第344章 笑看兩派亂鬥起,瓜子嗑完等收
瓜子還在嘴裡嚼著,陳長生就聽見樹下“咚”一聲。
抬頭一看,酒罈砸在樹根邊,震起一圈塵土。
“喏!十斤高粱釀!”
樹下站著個壯漢,滿臉橫肉,胳膊比常人腿粗,正是昨夜被他調侃尿床的那個刑天派小兵。
壯漢叉腰仰頭:“你不是說老子要是真尿了,就得送你一罈酒?”
陳長生吐出瓜子殼,眯眼打量他:“哦?你還真睡溼了?”
“廢話!”壯漢臉漲成豬肝色,“你那破卦一算,我整夜夢見自己在黃河裡游泳!醒來一看——褥子都浮起來了!”
陳長生拍腿大笑:“好傢伙,精神攻擊具象化了啊。”
他慢悠悠從樹杈挪下來半寸,伸手夠酒罈。
“行吧,誠信第一。”
“不像某些人,賭輸了就說卦不準,轉頭去廟裡燒香改命。”
壯漢瞪眼:“誰改命了!老子就是……就是夢太多!”
“嗯嗯,夢遺那種?”陳長生挑眉。
“滾!”壯漢差點跳起來,“老子是正經戰士!昨晚還砍翻三個共工派的探子!”
“那你這戰鬥力,怎麼沒夢見自己砍人,盡夢見泡澡?”
“是不是平時訓練太累,潛意識想放鬆?建議你們刑天派搞點團建,溫泉一日遊什麼的。”
壯漢氣得直喘粗氣,胸口起伏像風箱。
但還是從懷裡掏出一張皺巴巴的紙,甩上樹。
“簽字畫押!昨夜亥時,我與你立約:若我尿床,即奉酒十斤。今已履約,兩清!”
陳長生接過紙掃了一眼,上面歪歪扭扭寫著“尿床屬實,酒已送達”,底下按了個黑乎乎的手印。
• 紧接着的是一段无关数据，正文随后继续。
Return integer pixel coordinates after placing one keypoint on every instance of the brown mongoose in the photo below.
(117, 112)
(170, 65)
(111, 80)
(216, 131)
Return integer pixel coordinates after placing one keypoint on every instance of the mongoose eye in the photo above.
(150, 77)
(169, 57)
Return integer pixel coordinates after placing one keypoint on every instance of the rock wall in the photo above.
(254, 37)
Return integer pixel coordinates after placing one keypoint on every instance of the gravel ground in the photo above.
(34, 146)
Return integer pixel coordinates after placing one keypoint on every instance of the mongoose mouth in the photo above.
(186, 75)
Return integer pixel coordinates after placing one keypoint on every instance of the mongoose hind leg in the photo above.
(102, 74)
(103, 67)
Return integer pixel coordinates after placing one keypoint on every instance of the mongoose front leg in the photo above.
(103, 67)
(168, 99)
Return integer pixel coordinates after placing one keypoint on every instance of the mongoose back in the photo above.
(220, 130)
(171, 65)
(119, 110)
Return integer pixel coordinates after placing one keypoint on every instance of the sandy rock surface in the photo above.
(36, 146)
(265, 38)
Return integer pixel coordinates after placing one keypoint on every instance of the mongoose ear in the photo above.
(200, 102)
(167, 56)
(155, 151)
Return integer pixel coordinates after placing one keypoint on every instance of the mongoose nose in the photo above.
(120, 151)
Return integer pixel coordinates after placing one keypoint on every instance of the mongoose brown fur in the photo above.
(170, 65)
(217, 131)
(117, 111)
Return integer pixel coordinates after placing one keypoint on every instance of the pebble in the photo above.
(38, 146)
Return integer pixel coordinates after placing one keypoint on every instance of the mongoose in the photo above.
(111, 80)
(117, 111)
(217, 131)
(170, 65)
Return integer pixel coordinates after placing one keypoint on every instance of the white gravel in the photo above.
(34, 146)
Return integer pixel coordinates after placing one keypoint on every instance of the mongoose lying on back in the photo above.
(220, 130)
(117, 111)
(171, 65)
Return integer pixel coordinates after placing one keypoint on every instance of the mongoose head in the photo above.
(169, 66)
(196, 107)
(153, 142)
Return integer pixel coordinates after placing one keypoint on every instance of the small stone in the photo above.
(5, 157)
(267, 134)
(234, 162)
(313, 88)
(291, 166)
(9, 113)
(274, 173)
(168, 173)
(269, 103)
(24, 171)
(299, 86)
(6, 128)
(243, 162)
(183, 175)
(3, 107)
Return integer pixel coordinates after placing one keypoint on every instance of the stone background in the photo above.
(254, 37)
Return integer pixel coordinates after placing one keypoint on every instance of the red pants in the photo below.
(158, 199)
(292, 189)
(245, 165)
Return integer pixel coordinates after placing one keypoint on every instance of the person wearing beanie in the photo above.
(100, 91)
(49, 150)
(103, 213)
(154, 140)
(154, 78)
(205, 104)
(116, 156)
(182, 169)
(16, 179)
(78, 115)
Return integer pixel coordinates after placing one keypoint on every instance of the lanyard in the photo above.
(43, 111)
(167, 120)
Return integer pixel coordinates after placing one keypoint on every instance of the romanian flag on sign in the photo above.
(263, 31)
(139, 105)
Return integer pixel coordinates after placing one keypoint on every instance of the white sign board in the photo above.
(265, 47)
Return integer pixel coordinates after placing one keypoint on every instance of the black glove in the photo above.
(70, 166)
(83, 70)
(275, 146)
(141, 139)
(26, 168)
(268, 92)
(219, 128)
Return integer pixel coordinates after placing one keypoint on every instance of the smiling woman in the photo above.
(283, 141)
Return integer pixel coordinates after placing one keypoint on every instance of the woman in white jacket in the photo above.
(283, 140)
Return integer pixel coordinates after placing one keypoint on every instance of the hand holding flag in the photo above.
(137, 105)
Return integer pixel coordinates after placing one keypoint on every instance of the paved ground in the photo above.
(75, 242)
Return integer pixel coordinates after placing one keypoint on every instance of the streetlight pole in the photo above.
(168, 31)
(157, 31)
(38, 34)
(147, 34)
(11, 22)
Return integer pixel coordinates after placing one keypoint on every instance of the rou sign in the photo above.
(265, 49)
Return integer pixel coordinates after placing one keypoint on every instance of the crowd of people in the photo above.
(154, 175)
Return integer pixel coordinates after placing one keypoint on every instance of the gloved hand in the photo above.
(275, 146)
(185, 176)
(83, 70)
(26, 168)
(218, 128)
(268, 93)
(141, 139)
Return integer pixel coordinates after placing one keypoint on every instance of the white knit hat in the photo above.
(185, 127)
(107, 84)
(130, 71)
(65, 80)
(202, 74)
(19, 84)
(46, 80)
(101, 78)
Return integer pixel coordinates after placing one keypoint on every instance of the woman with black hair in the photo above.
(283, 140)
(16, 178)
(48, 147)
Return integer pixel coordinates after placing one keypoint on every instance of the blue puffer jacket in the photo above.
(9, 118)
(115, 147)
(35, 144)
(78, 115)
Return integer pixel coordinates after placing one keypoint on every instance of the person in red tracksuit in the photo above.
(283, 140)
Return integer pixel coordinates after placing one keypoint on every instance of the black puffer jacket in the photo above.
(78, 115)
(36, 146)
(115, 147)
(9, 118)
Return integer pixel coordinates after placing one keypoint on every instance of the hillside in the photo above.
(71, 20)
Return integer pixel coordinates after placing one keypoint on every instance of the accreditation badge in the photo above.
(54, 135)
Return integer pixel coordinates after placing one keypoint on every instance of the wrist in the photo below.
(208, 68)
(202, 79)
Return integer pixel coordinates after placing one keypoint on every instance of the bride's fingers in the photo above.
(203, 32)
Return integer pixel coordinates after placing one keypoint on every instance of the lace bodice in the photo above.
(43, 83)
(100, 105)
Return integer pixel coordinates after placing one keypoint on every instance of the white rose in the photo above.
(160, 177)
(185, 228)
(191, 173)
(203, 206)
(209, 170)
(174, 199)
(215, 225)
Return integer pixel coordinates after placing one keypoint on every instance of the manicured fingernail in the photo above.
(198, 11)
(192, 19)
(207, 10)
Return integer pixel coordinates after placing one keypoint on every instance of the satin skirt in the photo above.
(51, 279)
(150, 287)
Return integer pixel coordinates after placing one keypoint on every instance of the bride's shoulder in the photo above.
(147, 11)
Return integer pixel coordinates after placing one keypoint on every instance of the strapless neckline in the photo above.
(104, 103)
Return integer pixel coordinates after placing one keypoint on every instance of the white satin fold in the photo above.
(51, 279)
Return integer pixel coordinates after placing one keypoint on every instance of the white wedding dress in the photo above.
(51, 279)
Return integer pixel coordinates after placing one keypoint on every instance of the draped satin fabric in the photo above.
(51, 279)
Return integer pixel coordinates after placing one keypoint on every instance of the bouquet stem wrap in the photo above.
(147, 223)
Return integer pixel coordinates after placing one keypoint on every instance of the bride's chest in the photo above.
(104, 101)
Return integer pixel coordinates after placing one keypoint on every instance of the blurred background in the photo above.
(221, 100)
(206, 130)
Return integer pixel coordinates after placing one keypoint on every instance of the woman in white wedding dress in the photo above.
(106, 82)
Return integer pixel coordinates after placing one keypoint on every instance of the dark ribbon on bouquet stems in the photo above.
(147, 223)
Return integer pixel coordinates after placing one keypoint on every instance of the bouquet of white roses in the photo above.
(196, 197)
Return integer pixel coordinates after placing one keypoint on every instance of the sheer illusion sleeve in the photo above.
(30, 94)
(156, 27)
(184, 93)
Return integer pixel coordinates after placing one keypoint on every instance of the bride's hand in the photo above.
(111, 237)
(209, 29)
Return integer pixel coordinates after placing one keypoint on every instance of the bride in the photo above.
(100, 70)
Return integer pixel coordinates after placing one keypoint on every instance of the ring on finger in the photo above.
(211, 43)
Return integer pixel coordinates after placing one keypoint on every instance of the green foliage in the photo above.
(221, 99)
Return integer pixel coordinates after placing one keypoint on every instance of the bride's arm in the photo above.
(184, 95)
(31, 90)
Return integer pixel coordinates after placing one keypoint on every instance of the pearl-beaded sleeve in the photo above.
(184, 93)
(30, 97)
“喲,還公證了?”他樂了,“回頭拿去拍賣,洪荒首份《尿床履約書》,底價一千靈石。”
“少廢話!”壯漢怒吼,“別以為我不知道是你搞鬼!那火真是你放的吧?”
陳長生一臉無辜:“天地良心,我連打火機都沒有。”
“打……什麼機?”
“火摺子。”他順口圓回來,“再說了,我能指揮共工燒自己烤魚?那得多恨他?”
壯漢狐疑地盯著他。
遠處戰場還在打。
刀光閃得跟蹦迪燈似的,慘叫一聲接一聲,中間還夾著共工的咆哮:“誰偷我孜然粉!!”
陳長生嗑了粒瓜子:“聽,情緒又上來了。這仗打得,比我家樓下廣場舞還熱鬧。”
壯漢冷哼:“別以為我看不出來,你在這兒嗑瓜子,跟看戲一樣。”
“那當然。”陳長生翹起二郎腿,“我又沒參軍,犯不著下去捱揍。你們打你們的,我吃我的,各賺各的。”
“你就不怕我們贏了之後,把你抓去當苦力?”
“抓我?”他笑了,“你們誰能爬上這棵樹?”
話音剛落,壯漢猛地抬腳踹樹。
樹幹晃了三晃,幾片葉子飄下來。
陳長生穩如老狗,瓜子都不帶撒的。
“哎喲,還挺猛。”他拍拍灰,“不過建議下次穿鞋,光腳踢樹容易得腳氣,到時候晚上又做夢泡腳,多迴圈。”
壯漢咬牙切齒,最終還是放棄了。
他轉身要走,忽然又停下。
“喂。”
“你說今晚我們真能贏?”
陳長生掐指一算,其實啥也沒算。
“亥時三刻,東南角起火。”
“現在火也起了,共工也炸了,你們也殺出來了——這不是贏了?”
“可還沒分出勝負……”
“勝負哪有這麼快?”他嗑著瓜子,“一場戰爭,講究的是節奏。你們現在氣勢如虹,敵方士氣低迷,這就是優勢期。”
“那下一步呢?”
“睡覺。”
“回去補覺。畢竟有些人昨晚夢遊黃河,急需恢復體力。”
壯漢臉一紅:“你——!”
“開個玩笑。”陳長生擺手,“回去告訴兄弟們,保持陣型,別貪功冒進。等共工派內部先亂起來,你們再壓上去,穩贏。”